Al enfatizar su negativa al PP con un displicente «seamos serios», Sánchez mueve a la risa y evoca el contraste que fija Unamuno entre la «seriedad cómica» del hombre público que arruina pueblos y la seriedad noble y profunda del humorista. Dicho lo cual, la propuesta, esbozada alternativa y sucesivamente por PSOE y PP, se ajusta a aquello de Guerrita de que «lo que no puede ser, no puede ser, y además es imposible».

En vez de encarar una reforma electoral que evite la sobrerrepresentación nacionalista, tal atajo debilita la menoscabada democracia representativa con un presidencialismo caudillista -sin participación directa de los votantes que eligen diputados y estos designan primer ministro -nada gobernable al estar en minoría en la Cámara, salvo que se le prime quebrando la proporcionalidad. Pero, amén de su dudosa viabilidad, es imposible. Nadie ignora que los dos grandes partidos han preferido servir al nacionalismo y han preterido los acuerdos nacionales. Más desde que Zapatero signó el Pacto del Tinell, por el que se conjuraba con el soberanismo catalán para, entre otras miras, «impedir la presencia del PP en el Gobierno del Estado».

Por esa senda, discurre Sánchez, quien se guía por las rayas rojas que prometió respetar para evitar lo que no le dejaba dormir y ahora le permite roncar. Claro que Rajoy malogró su gobierno al caerse de la montura que le herró malamente el PNV y que tan cara le cobró quien ahora berrea para preservar el privilegio de herrador del Reino.

Como ya escenificó en la antesala del 10-N de 2019, cuando Albert Rivera denunció sin éxito la estrategia de despiste de quien maquinaba «en la habitación del pánico» con «la banda» que hoy le arropa y cuya joroba busca ocultar para perpetuarse, Sánchez se apaña el traje de centrista de Macron para difuminar su alianza Frankenstein y diluir Podemos en «el espacio de Yolanda Díaz» a modo de solución habitacional para la sonrisa del sanchismo. Frente al núcleo duro de Podemos, con Iglesias de paladín, Díaz desempeñaría el rol del Partido Democrático de la Nueva Izquierda (PDNI) de Diego López Garrido y Cristina Almeida. Empezó como corriente interna de Izquierda Unida contra Anguita y acabó en el PSOE como vaticinó el califa rojo cordobés.

En alianza o en confluencia, Sánchez y Díaz actuarían como pareja de baile de carnaval electoral en su común viaje al centro de la extrema izquierda. Como elemento aglutinador de esta mascarada, quien ha pactado con quien acusó de ser el «Le Pen catalán», Quim Torra, usará el espantajo de Vox para plantear la batalla con este simplismo: «Aquí habrá -le resumió a Susanna Griso- dos opciones: o un Gobierno de coalición de la derecha con la ultraderecha o un Gobierno de centro izquierda del PSOE con lo que represente el espacio de Yolanda Díaz».

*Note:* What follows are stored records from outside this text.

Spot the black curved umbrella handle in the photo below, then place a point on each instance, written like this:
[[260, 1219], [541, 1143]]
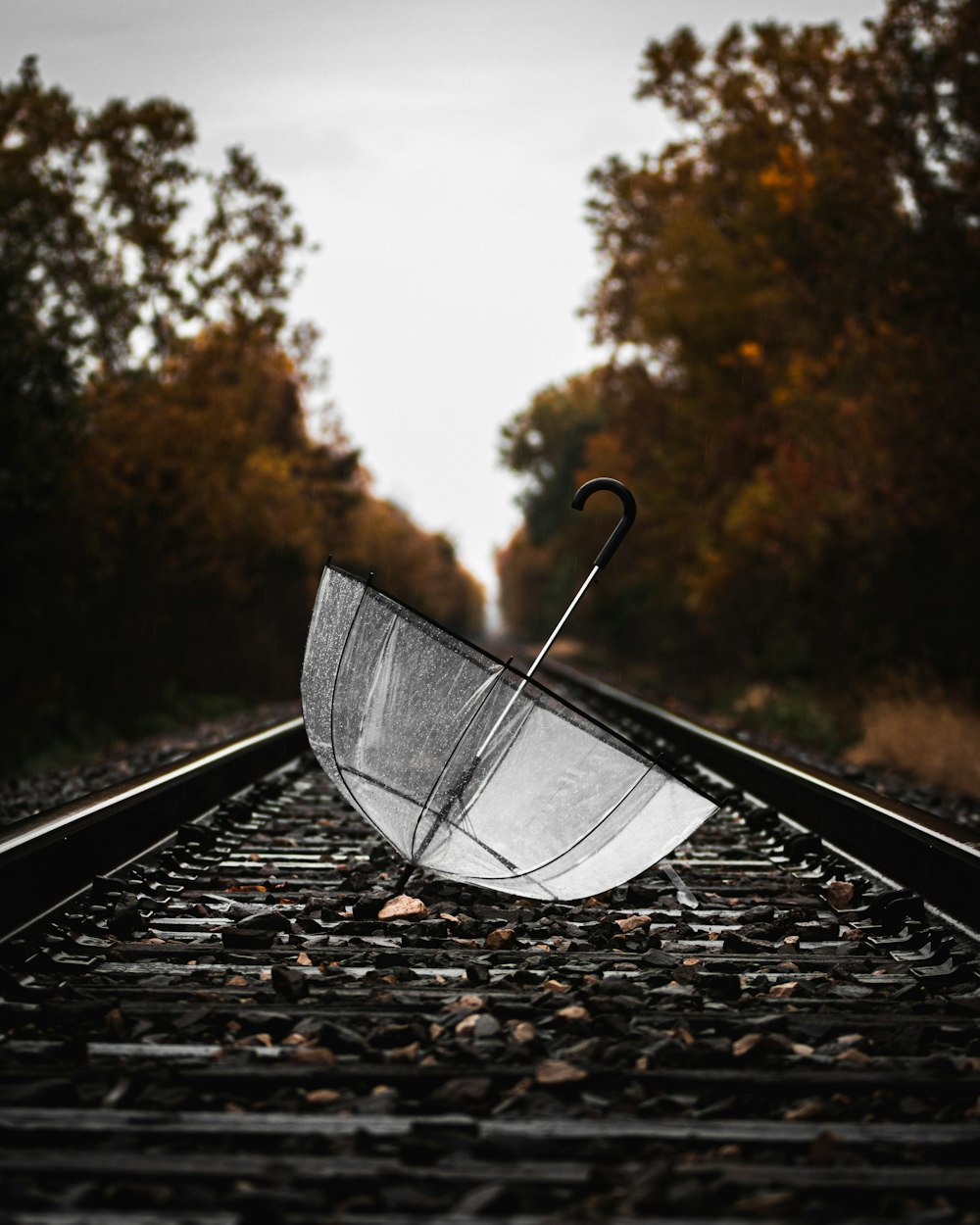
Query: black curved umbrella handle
[[626, 522]]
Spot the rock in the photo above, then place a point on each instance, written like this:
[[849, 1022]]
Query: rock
[[558, 1072], [403, 906], [503, 937], [478, 1025], [839, 895], [289, 984], [573, 1012]]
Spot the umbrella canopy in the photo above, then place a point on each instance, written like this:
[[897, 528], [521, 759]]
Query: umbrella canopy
[[469, 767]]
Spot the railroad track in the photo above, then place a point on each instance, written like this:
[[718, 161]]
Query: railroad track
[[224, 1027]]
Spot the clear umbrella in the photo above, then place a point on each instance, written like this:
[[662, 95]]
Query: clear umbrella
[[471, 768]]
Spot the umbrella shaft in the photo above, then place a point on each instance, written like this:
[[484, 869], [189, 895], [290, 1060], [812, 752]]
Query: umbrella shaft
[[542, 653]]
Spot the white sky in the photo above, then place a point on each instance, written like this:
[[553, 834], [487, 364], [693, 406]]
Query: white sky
[[437, 151]]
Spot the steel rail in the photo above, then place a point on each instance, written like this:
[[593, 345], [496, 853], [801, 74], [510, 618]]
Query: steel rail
[[45, 858], [919, 851]]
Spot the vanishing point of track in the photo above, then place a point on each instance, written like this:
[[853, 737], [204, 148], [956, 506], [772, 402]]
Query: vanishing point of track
[[206, 1019]]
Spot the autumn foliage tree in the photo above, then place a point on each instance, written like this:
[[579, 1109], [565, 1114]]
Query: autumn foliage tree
[[790, 289], [165, 509]]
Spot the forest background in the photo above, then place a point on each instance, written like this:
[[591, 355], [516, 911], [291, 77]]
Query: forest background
[[166, 505], [792, 292], [789, 293]]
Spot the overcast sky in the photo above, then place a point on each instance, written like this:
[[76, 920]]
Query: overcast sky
[[437, 152]]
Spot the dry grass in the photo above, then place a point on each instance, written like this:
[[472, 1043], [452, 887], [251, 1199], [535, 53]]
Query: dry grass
[[932, 739]]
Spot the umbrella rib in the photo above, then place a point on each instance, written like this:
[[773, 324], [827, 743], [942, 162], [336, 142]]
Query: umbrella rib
[[588, 833], [415, 799], [351, 794], [441, 817]]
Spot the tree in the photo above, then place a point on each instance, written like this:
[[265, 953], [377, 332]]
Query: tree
[[165, 514], [797, 280]]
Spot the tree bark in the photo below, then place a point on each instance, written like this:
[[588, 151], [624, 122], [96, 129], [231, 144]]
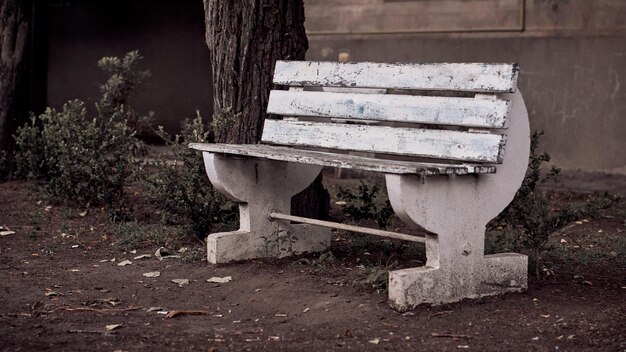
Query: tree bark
[[14, 27], [246, 38]]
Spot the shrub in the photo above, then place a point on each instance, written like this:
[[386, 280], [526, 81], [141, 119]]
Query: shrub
[[181, 187], [363, 204], [85, 159], [527, 223]]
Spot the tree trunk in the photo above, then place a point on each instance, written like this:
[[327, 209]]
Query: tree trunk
[[246, 38], [14, 27]]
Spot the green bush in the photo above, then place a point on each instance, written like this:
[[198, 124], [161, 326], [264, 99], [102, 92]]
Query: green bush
[[181, 188], [363, 204], [81, 158], [527, 223]]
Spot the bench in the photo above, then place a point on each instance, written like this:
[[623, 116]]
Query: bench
[[452, 141]]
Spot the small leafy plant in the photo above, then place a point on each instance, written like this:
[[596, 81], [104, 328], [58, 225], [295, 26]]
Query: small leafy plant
[[180, 187], [527, 223], [81, 158], [364, 204]]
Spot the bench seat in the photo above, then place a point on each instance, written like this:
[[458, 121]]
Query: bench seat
[[347, 161], [421, 126]]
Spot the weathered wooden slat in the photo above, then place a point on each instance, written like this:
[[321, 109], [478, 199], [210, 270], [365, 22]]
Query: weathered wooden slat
[[438, 144], [470, 112], [470, 77], [343, 160]]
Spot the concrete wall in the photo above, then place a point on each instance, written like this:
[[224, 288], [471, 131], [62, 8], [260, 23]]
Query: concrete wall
[[169, 34], [572, 55]]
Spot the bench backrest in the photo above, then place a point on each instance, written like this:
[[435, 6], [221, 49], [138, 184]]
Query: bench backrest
[[435, 111]]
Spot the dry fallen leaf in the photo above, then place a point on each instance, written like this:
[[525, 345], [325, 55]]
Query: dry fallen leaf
[[220, 280], [181, 282], [154, 309], [112, 326], [5, 231], [175, 313], [143, 256]]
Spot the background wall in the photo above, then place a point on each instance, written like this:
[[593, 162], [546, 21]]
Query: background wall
[[169, 35], [572, 55]]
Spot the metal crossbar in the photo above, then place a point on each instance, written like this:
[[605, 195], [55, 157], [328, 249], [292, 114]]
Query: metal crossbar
[[346, 227]]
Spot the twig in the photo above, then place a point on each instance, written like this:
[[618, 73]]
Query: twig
[[175, 313], [77, 331], [434, 315], [574, 240], [454, 336], [97, 310]]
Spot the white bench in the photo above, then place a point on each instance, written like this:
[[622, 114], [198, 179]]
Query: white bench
[[438, 133]]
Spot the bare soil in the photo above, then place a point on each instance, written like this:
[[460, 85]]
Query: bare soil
[[58, 293]]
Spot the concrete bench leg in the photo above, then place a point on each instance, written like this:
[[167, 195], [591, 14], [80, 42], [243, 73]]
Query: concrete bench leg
[[456, 267], [456, 210], [259, 186]]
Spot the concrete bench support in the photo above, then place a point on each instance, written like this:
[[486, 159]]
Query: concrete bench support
[[261, 186], [456, 211]]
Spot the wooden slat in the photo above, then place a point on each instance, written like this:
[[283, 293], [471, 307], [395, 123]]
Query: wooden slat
[[471, 77], [470, 112], [438, 144], [343, 160]]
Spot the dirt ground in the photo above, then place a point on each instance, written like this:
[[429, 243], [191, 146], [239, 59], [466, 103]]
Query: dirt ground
[[61, 291]]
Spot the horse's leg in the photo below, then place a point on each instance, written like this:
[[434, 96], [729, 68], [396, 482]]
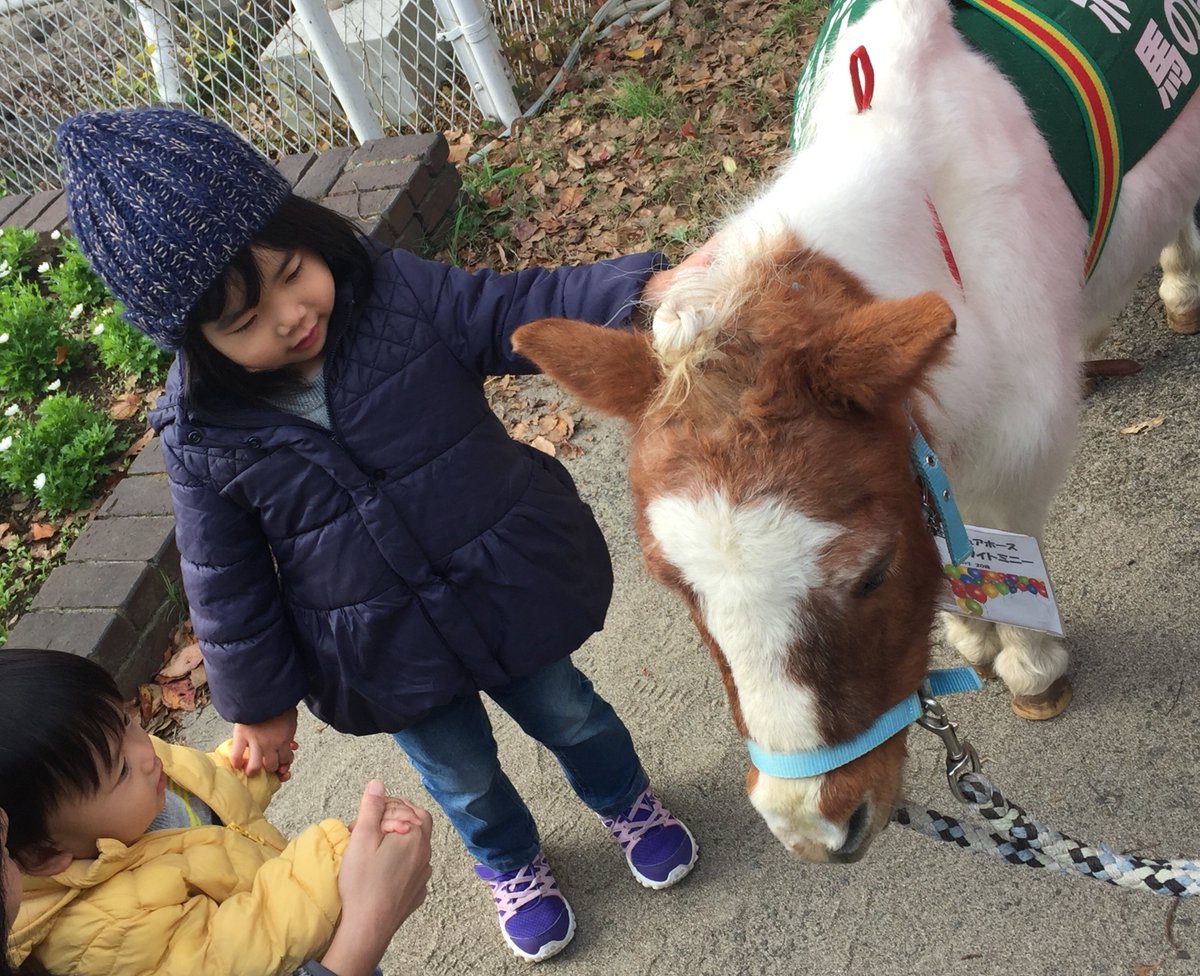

Tan claro como que, si fuera menester, Sánchez pactaría con Vox; al no tener más ideología que la del poder por el poder no le resultará fácil vender esa mercancía. Mucho menos cuando va de derrota en derrota -Galicia, Madrid, Castilla y León, salvo Cataluña, mientras apuntan nubarrones en Andalucía como pronostica la encuesta que hoy publica EL MUNDO- y algunos de sus barones se plantan ante una agenda que substrae votos a chorros en el agro sin que el urbano dé un respiro.

Feijóo hace bien en advertir que Sánchez no busca tanto aislar a Vox como al PP usando a los de Abascal y empleando el nudo corredizo de la ultraderecha. Por eso la batalla no es sólo económica, siendo apremiante -España sufre niveles de inflación, paro y deuda externa sin igual-, sino política e ideológica ante un bloque de poder que no se para en barras.

El nuevo líder del PP habrá de atiborrarse de sus buenas dosis de flema para no perder los estribos y, por ende, el caballo a La Moncloa. Como el Duque de Wellington y su amigo el conde de Uxbridge. De vuelta de una batalla, al conde le arrearon un escopetazo en una pierna. Con el hueso al aire, exclamó: «¡Dios Santo, perdí la pierna!». Wellington se ajustó el monóculo, verificó la herida y soltó calmo: «Cierto, amigo, la perdiste». Aun así, ninguno perdió la flema.

Francisco Rosell, director de El Mundo.